While the debate's "cosmetic aspect" dominated the postmortem commentary, according to DuMont, Kennedy and Nixon did touch on weighty issues, including civil rights and the threats posed by communist China and the Soviet Union.
"The question now is: Can freedom be maintained under the most severe attack it has ever known? I think it can be," Kennedy said.

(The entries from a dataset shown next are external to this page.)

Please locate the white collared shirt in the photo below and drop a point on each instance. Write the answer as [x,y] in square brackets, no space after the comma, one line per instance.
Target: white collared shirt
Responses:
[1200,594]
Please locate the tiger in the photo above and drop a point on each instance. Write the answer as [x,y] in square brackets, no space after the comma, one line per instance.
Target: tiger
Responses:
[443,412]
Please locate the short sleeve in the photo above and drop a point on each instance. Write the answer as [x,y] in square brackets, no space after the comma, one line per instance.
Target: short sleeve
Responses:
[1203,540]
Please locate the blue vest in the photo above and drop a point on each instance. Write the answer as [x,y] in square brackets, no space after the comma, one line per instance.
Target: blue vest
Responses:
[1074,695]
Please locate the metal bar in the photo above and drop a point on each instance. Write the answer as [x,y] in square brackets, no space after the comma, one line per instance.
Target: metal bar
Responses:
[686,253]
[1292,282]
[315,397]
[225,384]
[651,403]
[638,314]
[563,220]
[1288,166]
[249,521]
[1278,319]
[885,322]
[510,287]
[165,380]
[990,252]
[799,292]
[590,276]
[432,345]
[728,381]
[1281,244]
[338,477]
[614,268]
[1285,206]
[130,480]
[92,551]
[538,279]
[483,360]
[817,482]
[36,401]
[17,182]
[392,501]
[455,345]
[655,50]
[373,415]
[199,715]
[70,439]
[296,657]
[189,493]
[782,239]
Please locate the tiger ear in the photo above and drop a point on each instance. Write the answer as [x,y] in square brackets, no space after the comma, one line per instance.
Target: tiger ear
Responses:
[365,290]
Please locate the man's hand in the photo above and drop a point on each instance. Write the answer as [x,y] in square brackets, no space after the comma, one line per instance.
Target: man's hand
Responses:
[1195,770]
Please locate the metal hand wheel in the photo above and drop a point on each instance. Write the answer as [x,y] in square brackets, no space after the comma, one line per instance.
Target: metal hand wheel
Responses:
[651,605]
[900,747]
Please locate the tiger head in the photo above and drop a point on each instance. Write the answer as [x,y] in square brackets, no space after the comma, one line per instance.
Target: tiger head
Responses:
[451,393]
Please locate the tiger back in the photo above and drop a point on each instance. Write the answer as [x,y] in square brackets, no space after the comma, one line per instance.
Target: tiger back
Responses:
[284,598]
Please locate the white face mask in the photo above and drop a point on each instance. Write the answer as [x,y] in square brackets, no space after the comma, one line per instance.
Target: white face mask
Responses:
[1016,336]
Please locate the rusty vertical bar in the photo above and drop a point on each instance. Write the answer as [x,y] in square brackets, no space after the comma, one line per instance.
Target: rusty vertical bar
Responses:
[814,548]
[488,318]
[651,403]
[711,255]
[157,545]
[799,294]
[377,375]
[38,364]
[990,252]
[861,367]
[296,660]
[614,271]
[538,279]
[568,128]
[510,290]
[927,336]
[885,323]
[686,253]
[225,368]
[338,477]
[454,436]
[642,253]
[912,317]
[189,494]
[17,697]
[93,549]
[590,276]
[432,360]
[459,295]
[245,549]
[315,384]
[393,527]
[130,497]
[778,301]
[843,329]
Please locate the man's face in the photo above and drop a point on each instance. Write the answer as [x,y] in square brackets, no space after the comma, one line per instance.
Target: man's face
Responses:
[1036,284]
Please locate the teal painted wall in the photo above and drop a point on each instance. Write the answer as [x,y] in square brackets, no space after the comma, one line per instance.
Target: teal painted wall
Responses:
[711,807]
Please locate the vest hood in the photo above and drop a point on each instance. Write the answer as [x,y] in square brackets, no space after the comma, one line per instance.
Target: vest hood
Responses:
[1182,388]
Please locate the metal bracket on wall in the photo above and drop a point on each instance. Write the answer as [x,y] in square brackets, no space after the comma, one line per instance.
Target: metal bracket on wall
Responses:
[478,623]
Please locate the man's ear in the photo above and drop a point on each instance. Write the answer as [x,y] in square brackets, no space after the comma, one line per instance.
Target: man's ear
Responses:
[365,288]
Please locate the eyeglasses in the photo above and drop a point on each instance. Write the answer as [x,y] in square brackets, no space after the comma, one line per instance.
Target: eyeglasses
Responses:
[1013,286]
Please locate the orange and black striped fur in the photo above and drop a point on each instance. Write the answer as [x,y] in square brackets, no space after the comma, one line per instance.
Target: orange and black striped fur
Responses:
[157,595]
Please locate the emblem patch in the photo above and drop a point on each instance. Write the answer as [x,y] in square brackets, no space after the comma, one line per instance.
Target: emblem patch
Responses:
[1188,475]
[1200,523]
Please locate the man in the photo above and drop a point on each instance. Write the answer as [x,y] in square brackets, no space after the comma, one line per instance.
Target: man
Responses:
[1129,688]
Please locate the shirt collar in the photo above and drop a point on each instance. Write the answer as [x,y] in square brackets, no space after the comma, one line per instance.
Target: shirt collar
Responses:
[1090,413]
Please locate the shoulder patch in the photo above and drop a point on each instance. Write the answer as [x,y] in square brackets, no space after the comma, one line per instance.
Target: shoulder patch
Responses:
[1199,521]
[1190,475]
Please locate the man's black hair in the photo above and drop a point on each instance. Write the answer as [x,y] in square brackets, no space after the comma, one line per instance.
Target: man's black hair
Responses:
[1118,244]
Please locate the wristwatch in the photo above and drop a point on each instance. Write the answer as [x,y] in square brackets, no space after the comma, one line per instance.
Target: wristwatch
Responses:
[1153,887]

Before the debates, Nixon had the higher public profile as vice president to the popular President Dwight D. Eisenhower. So -- much like his challenge to veteran Sen. Henry Cabot Lodge in debates during a 1952 senatorial race -- Kennedy gained in stature simply by sharing the stage with his Republican opponent.
"The fact that a person can stand next to a famous person and go toe to toe with them, it elevates them in the public eye," said DuMont.
Some publications initially gave the vice president a slight edge, with The New York Times writing, "On sound points of argument, Nixon probably took most of the honors."
But as the buzz grew about Nixon's pallor and Kennedy's vigor, most pundits identified the senator from Massachusetts as the clear winner -- a strong enough verdict, say historians, to discourage Nixon from debating in 1968 or 1972.
After citing its support for Nixon, even the staunchly conservative Union Leader newspaper in Manchester, New Hampshire, concluded, "Frankly, we thought Nixon was clobbered."
A turn in television
To air the 1960 debate, CBS bumped one of its most popular programs, "The Andy Griffith Show," a lighthearted program about a sheriff raising his son set in a quaint North Carolina town.
"The innocence of the 1950s ended with (the bumping of) 'The Andy Griffith Show,' and the seriousness of the 1960s began with the first Kennedy-Nixon debate," said DuMont, noting television until 1960 was largely defined by comedies, variety acts and game shows but little hard news.
The medium also gave politicians the chance to address tens of millions of people at once. About 90% of Americans could access television and its three major networks by 1960, said Alan Schroeder, author of "Presidential Debates: 40 Years of High-Risk TV."
"The 1960 debates are the turning point from retail politics -- glad handing and meeting everyone face to face -- to the politics of mass media," said Schroeder.
Politicians, careful to avoid Nixon's pitfalls, have stressed style as well as substance in recent decades, knowing that their words and actions not only will appear in newspaper accounts but will be repeated over and over in Americans' living rooms.
"Since the age of television, presidents have become like movie stars," said Gilbert.